2 La mise en œuvre de la responsabilité
A. Dommage, fait générateur et lien de causalité
Au plan des dommages, la défectuosité du produit n’entraîne pas l’obligation de réparer les défauts du produit lui- même. Il existe d’autres moyens juridiques pour cela, en particulier la garantie des vices cachés. Cette responsabilité ne présente donc pas d’intérêt pour se faire rembourser le bien. Seuls sont couverts les dommages issus de la dangerosité du produit et affectant les personnes ou les biens. Pour ces derniers, la loi précise cependant que le préjudice subi doit dépasser 500 euros. Même si le bien défectueux a peu de valeur, la victime peut être indemnisée en cas de dégâts importants causés par le produit dangereux (explosion ou incendie, par exemple).Les autres dommages sont retenus : le dommage corporel (blessures, décès), le dommage économique (perte, manque à gagner), le dommage moral (atteinte aux sentiments d’affection, pretium doloris, préjudice d’agrément).
B. La relation entre producteurs et victimes
L’objectif du législateur était de généraliser l’obligation de sécurité du producteur ; il fallait penser à tous les utilisateurs potentiels du bien mis sur le marché. Aussi, les textes prévoient-ils que cette responsabilité puisse être invoquée indifféremment par le cocontractant (acheteur ou locataire) et par toute personne concernée par la défectuosité dangereuse du produit (celui qui a reçu le bien en cadeau, celui à qui il a été prêté, etc.).Le même fait peut donc fonder deux types d’actions en responsabilité, selon la victime qui l’invoque. On peut dire que, d’une façon originale, la responsabilité du fait des produits défectueux transcende la distinction classique entre responsabilité contractuelle et responsabilité délictuelle puisqu’elle relève de l’une comme de l’autre. C’est là la marque d’un droit moderne, qui préfère ignorer d’anciennes références pour servir efficacement l’objectif de sécurisation des personnes.
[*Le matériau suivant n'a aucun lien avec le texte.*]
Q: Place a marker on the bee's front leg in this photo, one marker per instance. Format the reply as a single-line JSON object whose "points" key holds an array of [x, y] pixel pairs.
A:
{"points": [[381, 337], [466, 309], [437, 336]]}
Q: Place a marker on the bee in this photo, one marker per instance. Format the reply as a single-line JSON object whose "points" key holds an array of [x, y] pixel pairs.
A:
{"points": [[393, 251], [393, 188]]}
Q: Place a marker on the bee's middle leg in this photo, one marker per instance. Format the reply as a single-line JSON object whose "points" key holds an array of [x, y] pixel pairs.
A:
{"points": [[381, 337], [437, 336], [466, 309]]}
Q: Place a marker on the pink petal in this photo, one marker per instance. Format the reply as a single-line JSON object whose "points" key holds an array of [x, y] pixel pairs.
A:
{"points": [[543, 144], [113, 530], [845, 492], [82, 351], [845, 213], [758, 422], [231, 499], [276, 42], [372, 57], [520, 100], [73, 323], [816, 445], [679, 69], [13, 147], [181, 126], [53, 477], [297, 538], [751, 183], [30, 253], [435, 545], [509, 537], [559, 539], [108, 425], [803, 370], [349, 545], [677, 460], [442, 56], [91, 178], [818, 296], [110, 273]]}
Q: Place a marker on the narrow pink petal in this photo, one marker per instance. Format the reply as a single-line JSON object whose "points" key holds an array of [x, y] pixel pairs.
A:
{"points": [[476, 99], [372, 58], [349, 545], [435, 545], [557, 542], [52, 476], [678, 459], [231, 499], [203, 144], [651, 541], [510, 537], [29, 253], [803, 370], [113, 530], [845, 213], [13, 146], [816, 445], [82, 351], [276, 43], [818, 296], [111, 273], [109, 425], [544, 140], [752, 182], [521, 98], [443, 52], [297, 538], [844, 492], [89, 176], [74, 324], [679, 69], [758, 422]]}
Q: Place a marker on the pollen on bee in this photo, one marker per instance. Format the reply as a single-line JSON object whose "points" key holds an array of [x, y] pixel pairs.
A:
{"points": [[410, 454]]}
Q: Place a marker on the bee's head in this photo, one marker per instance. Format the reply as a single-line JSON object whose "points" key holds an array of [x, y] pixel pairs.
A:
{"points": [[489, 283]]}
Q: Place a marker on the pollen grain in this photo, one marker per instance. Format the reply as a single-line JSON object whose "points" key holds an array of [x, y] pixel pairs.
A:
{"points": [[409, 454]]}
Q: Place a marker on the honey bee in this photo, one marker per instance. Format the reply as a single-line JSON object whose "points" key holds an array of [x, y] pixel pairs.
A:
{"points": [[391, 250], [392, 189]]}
C. La disparition de la responsabilité
À côté de causes évidentes d’exonération de responsabilité, le droit admet des causes spécifiques de disparition de la responsabilité du producteur. Ainsi, si le producteur n’a pas mis lui-même le produit en circulation (si le produit a été volé, par exemple), si le défaut du produit est né postérieurement à sa mise en circulation sur le marché ou encore si le produit n’était pas destiné à être vendu ou distribué (par exemple, lorsque le producteur n’a ni fabriqué ni cédé le produit dans le cadre de son activité professionnelle), le producteur ne peut être tenu pour responsable d’une éventuelle défectuosité du produit.Autre hypothèse – originale – d’exonération de responsabilité : l’état des techniques ne permettait pas de déceler le défaut du produit au moment où il a été mis sur le marché. On parle d’« exonération pour risque de développement ». Mettre en vente un produit nouveau comporte souvent des risques : la règle retenue par le Code civil est qu’on ne peut pas être tenu pour responsable des dangers d’utilisation que l’on ne pouvait ni prévoir ni prévenir du fait de l’insuffisance des connaissances techniques ou scientifiques. Il revient au producteur de prouver qu’au moment où le produit a été mis sur le marché, les informations techniques et scientifiques disponibles ne lui permettaient pas de prévenir une défectuosité dangereuse.